In London, where the average sale price is higher than ever, 14 people compete for every property.
Mortgage applications rose by 6% in October, and almost double 2012 numbers. It comes as the Council of Mortgage Lenders said last week the number of homes sold this year will be more than one million for the first time since the financial crisis began in 2007.
The government Help to Buy scheme is pushing prices up.
Out of the 5,375 sold so far, the highest number of Help to Buy sales have been in Leeds, Wiltshire, Milton Keynes and Reading.
The average price of a UK property bought under the Help to Buy scheme was £194,167, with an average equity loan of £38,703.
Critics warned the UK-wide second phase of the scheme, which began last month and is not restricted to new-builds, would cause a housing bubble.
It guarantees 15 % of the value of the home loan.

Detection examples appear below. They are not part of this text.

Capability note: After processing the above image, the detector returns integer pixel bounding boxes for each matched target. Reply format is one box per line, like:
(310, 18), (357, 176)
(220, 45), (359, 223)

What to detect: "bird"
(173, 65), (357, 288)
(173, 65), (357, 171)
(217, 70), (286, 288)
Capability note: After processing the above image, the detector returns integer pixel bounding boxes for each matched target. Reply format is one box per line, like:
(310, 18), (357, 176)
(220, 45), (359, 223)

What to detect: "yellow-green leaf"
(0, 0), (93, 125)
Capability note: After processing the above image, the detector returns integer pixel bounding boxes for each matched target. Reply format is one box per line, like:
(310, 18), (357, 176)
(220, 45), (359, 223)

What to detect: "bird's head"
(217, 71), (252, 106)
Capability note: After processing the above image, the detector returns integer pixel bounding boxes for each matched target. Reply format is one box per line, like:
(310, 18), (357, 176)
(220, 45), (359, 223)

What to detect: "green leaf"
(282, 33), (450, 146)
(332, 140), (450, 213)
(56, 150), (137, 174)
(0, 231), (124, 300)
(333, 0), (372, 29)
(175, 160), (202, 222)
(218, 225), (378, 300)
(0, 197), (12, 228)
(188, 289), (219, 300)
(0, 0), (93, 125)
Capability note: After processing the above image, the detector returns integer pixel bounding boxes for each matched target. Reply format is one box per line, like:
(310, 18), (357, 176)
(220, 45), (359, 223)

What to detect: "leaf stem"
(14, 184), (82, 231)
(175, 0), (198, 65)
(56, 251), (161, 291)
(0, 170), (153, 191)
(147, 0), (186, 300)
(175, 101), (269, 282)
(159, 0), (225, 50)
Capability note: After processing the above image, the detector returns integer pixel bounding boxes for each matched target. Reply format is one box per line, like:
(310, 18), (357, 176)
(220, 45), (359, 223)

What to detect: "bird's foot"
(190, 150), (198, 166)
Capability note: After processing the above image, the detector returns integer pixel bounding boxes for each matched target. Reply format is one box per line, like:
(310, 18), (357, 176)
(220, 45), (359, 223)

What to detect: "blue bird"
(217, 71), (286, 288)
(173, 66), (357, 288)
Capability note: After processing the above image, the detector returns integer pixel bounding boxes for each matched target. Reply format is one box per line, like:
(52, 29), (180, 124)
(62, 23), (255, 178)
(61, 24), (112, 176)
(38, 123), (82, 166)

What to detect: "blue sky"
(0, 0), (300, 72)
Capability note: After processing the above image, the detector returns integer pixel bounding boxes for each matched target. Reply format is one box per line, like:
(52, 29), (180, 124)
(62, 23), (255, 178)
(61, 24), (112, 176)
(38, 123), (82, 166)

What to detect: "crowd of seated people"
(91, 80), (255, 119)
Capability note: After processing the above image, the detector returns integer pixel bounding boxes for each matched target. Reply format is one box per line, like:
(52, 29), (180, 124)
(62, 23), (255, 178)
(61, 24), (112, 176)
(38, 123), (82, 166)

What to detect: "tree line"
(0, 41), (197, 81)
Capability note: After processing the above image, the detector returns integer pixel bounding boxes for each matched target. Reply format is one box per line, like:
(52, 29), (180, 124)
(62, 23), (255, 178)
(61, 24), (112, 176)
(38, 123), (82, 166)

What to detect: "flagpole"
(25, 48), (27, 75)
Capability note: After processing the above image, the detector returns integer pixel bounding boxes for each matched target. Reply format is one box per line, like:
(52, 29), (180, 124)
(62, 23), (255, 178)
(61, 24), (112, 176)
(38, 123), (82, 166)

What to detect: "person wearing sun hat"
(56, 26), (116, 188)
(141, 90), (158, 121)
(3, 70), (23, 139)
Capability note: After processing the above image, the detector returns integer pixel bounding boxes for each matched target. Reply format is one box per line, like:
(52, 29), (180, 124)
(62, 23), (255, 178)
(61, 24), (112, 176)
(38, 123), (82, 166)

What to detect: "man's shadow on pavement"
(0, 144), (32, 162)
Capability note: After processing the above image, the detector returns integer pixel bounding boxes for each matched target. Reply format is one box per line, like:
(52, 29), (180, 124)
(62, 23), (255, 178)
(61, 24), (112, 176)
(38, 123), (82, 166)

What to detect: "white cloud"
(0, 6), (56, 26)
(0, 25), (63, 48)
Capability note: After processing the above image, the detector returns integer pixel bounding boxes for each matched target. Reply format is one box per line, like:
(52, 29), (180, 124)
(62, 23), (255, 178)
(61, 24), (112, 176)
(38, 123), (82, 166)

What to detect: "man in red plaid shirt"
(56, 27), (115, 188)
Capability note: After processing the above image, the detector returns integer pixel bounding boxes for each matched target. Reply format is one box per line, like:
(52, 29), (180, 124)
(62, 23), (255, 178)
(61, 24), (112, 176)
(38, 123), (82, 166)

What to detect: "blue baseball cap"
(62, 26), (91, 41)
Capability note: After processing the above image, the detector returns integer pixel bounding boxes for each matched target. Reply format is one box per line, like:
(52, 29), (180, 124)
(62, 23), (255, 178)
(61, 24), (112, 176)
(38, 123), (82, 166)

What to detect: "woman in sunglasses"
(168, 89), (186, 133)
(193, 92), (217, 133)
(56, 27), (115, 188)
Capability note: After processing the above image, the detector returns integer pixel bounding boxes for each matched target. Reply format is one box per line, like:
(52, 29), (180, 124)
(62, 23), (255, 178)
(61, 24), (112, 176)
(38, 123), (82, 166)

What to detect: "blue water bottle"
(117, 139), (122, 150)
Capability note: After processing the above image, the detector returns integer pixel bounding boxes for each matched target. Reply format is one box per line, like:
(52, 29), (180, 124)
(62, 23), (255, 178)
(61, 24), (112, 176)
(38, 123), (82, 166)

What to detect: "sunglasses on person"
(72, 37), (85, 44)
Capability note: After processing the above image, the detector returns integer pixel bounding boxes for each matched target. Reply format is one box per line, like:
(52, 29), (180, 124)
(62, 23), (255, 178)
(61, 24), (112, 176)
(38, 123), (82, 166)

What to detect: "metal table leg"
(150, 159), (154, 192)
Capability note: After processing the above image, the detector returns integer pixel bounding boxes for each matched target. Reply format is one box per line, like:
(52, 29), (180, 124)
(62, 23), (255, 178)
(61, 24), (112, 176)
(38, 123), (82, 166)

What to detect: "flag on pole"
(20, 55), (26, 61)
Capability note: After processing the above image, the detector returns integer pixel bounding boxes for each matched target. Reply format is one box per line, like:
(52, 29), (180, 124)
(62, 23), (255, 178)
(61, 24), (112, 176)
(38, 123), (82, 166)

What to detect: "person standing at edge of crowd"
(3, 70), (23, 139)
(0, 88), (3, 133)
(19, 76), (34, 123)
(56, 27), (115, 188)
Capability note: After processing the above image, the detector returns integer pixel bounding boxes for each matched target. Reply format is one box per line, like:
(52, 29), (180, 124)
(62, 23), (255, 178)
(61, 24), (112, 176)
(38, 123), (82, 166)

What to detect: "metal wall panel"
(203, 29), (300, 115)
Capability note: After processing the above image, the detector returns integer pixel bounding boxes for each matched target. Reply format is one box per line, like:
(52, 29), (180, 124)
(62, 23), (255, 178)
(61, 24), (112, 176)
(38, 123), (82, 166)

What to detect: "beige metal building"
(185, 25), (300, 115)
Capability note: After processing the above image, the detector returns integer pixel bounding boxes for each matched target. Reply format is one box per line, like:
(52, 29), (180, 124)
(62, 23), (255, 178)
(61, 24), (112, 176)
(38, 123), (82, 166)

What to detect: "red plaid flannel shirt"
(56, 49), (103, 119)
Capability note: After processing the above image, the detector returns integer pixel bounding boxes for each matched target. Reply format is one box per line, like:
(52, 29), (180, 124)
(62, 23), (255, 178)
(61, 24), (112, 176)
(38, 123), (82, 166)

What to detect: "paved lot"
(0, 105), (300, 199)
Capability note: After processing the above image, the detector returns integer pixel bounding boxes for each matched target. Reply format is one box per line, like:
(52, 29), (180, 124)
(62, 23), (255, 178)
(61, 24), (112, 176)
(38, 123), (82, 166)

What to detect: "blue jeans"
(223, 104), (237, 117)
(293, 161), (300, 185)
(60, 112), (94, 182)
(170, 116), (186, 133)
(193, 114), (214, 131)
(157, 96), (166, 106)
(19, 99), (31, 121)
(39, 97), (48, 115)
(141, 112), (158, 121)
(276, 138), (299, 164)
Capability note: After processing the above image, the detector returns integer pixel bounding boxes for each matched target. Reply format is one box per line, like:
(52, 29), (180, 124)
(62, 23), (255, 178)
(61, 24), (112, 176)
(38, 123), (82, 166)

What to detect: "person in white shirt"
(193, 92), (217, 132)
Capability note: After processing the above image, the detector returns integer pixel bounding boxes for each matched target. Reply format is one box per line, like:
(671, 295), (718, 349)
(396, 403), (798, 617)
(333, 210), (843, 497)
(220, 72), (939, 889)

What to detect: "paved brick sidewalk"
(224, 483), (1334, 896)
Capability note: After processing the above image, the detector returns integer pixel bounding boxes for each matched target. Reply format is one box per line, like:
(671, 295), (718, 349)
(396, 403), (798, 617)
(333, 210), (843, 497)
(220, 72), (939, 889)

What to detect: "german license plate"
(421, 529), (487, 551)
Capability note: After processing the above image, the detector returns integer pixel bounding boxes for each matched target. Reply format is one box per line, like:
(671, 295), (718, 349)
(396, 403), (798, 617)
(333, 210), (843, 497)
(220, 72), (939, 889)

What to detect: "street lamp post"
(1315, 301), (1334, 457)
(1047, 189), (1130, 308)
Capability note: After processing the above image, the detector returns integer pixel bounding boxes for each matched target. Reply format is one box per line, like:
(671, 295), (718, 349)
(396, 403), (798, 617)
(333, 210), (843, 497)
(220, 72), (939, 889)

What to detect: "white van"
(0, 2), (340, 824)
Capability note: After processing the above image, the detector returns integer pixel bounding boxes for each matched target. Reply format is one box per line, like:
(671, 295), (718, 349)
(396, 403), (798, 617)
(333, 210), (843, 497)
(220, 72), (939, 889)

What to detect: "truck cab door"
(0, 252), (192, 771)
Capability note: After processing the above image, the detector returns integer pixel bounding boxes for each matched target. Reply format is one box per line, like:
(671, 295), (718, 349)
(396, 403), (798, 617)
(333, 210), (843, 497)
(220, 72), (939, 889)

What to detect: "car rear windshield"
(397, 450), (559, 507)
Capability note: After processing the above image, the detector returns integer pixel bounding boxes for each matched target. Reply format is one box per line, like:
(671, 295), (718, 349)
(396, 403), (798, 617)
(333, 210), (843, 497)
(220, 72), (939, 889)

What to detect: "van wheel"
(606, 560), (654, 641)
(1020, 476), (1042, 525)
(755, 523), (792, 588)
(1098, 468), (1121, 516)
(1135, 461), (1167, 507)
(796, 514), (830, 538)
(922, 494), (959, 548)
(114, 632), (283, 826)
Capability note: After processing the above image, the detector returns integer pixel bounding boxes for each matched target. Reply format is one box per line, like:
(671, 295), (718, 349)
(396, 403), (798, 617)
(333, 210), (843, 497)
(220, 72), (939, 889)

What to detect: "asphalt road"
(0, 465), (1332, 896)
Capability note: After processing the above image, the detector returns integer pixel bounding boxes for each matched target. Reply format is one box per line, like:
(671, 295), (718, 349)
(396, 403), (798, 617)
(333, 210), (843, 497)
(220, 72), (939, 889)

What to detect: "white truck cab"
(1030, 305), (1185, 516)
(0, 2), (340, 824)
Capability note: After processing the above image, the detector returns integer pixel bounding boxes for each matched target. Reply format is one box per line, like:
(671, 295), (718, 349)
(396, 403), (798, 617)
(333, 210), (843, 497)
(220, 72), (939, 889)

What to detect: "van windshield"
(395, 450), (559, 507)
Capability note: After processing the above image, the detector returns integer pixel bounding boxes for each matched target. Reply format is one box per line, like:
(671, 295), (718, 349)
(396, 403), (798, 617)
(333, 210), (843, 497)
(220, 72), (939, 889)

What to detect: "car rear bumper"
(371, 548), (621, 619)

After almost coming off the market, Buy to Let mortgages are also being approved strongly. Landlords and investors are buying up and completing deals to keep up with the increasing rent demand and to cash in on the rental increases. This is a very encouraging sign for property investment.
However as the final graphic shows there is still not enough supply in the market, especially in London where there are almost 3 offers for every sale.
Yes the UK property market is picking up and in fact picking up a little too fast. But this is mainly due to the Help to Buy scheme which is resulting in unrealistic implications on price and the market. The only ones to benefit are the banks and house builders. First time buyers, buying under the scheme face higher interest rates compared to traditional mortgage products.
The market right now is too competitive and sellers can take advantage. We do however have concerns that many first time buyers under Help to Buy will suffer from negative equity in years to come once the Government pulls the plug on the scheme and prices fall back to their realistic, natural and sustainable level.